Allocating functions to hardware
Architecture design helps combine the functional and hardware views of the system. In Figure 4 the allocation matrix shows functions on the vertical axis on the left, and physical hardware on the horizontal axis. The allocation of a function to hardware is shown by a ‘FunctionAllocation’ symbol in the corresponding cell between those elements.
It is also possible to visualize the allocations directly in the hardware architecture: while making allocations the hardware architecture can be made to show the currently allocated functions inside each hardware element (Figure 5).
Targeting software platforms. While the architecture itself can be designed collaboratively – even editing the same diagram at the same time – models can be used for a wide variety of needs. For example, based on the allocations, as in Figure 4, the architecture can be transformed to the software component structure following a particular software platform. The allocation can also be used to map the functionality to different kinds of platforms at the same time: some parts can be running in internal frameworks and others in AUTOSAR, for example.

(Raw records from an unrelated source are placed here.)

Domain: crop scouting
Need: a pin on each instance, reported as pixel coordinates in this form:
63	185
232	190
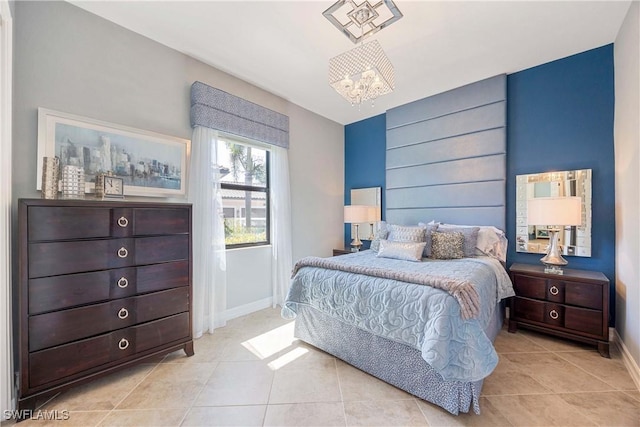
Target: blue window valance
217	109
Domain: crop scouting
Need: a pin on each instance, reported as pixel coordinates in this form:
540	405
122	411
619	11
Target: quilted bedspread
422	317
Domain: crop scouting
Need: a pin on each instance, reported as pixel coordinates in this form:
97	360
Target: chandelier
364	73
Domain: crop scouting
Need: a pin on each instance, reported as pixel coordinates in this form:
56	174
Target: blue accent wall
560	117
365	145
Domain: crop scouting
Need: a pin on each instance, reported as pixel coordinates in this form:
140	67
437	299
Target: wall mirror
535	239
366	196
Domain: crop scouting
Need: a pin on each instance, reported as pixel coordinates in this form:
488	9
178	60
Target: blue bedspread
419	316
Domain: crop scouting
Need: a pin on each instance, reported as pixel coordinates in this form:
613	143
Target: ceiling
284	46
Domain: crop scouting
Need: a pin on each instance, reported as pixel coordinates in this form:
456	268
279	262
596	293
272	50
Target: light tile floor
253	372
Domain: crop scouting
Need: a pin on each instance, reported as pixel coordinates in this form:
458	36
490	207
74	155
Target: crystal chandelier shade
358	19
362	74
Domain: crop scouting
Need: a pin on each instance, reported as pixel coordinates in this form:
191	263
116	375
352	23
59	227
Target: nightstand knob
123	282
123	344
123	222
123	313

Automating safety design flows
The architecture models also lend themselves to various analysis needs. For example, safety design flows and standards like ISO26262 can be supported via architecture models. Instead of generating .arxml for AUTOSAR, the architecture models can be used to produce initial dependability and error models.
This is possible because the architecture modeling language produces formal models that are checked to be correct and complete input for generators. Figure 6 shows an error model that is produced automatically from an architecture model. Such a transformation helps safety engineers to consider all aspects of the actual planned architecture during safety design phase.
The error model then forms the basis for safety analysis and can already be analyzed for error propagation. Figure 6 shows the possible causes for a failure in the output port third from the top on the right, which has been marked with blue ‘error’ text. The functions or inputs that may be the cause of the failure in this output port are automatically highlighted with a blue outline.